Actualités - Hack - Posté on 13 Nov 2009 at 2:12 par cnis-mag

alonzoDLose/lose sur Macintosh, nous explique Laurent Heslault, Directeur des Technologies de Sécurité chez Symantec, est un jeu d’un genre nouveau. Derrière un jeu très classique de Space Invader se cache une espèce de partie de poker menteur : chaque vaisseau extra-terrestre abattu provoque irrémédiablement l’effacement d’un fichier situé sur le disque local. L’utilisateur est prévenu dès sont entrée sur la page de téléchargement, il ne s’agit pas d’un virus, mais d’une sorte de roulette russe : pas de propagation maligne, pas de « faux jeu cachant un code destructeur », mais simplement un programme divertissant cherchant à montrer à quel point est relatif l’attachement que nous-autres, informatisés, pouvons témoigner à l’égard de nos richesses numérique face à la promesse d’un bon moment de défoulement.

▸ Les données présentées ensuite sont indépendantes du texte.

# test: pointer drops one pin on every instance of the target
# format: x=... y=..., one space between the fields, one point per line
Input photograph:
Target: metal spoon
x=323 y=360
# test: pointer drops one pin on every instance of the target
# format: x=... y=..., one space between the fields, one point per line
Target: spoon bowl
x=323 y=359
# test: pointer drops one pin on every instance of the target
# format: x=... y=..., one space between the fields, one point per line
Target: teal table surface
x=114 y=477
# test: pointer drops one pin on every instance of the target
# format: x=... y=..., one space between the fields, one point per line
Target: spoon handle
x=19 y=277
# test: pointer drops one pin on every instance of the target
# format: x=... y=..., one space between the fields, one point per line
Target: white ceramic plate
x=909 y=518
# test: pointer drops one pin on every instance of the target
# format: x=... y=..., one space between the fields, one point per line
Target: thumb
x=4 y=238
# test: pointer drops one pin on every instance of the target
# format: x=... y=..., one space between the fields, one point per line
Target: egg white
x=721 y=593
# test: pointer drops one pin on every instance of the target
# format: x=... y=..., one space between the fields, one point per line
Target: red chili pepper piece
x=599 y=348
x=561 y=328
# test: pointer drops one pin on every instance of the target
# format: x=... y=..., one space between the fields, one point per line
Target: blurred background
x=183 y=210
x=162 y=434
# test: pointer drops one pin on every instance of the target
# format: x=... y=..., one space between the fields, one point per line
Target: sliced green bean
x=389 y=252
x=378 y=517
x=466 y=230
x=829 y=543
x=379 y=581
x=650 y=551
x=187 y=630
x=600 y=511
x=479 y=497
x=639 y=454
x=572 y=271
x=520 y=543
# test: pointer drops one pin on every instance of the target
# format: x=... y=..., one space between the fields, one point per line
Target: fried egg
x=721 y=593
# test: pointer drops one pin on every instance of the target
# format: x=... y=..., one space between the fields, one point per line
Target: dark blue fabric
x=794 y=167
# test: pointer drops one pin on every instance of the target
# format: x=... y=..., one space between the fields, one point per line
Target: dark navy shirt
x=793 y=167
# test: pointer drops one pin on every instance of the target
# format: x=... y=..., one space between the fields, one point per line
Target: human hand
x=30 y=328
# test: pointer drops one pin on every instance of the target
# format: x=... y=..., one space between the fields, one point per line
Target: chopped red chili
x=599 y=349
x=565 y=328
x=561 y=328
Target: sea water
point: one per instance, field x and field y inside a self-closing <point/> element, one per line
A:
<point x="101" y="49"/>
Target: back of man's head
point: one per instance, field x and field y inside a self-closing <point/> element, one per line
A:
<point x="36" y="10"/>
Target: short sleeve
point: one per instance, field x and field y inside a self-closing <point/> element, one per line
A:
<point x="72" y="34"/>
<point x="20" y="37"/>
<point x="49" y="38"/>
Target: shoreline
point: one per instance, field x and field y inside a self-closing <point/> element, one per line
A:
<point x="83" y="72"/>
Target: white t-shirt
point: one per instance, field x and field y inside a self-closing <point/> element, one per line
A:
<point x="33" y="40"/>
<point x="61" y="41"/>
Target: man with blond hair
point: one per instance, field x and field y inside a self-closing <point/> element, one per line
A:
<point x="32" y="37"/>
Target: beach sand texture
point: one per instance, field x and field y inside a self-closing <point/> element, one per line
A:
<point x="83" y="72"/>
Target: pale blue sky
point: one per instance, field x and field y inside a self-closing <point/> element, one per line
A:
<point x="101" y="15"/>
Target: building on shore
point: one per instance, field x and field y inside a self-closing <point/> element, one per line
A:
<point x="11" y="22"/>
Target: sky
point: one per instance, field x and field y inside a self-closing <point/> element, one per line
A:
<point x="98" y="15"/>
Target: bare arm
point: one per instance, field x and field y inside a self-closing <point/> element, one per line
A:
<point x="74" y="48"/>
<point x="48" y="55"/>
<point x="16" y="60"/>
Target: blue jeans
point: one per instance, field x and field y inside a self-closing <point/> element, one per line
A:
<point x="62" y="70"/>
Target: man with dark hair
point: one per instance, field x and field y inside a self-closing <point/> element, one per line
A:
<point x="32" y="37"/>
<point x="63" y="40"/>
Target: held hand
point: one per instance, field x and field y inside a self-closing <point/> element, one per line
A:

La célèbre Gigabyte en décembre 2003, peu avant son arrestation, avait pondu un petit programme fonctionnant à l’inverse de celui susmentionné. Des têtes de Graham Clueley défilaient à l’écran et le joueur devait bombarder le valeureux Dir-Com de Sophos avec des tartes à la crème. Probable influence du Gloupier, aussi Belge que Gigabyte. Chaque tête manquée provoquait l’installation d’une instance de virus – Qizy worm -. La partie terminée, une série de questions de rattrapage était posée au joueur et un « sans faute » nettoyait le disque dur de toute infection. Encore fallait-il tout connaître du langage utilisé par Gigabyte pour écrire le PoC Parrot, la disposition du clavier Belge ou, dans la série « Buffy », le nom du vampire ayant un circuit intégré dans le crâne ( Spike, alias William le Sanglant). Après de nombreuses enquêtes, personne, à la rédaction de CNIS, n’a pu retrouver la trace d’une seule personne infectée par ledit Qizy. Fait d’autant moins surprenant que ledit virus n’a jamais été diffusé « dans la nature » et n’a été communiqué qu’aux laboratoires d’analyse virale (dont celui de Sophos). L’affaire, comme tous ces « jeux viraux », amuse les hackers et excite les éditeurs d’A.V.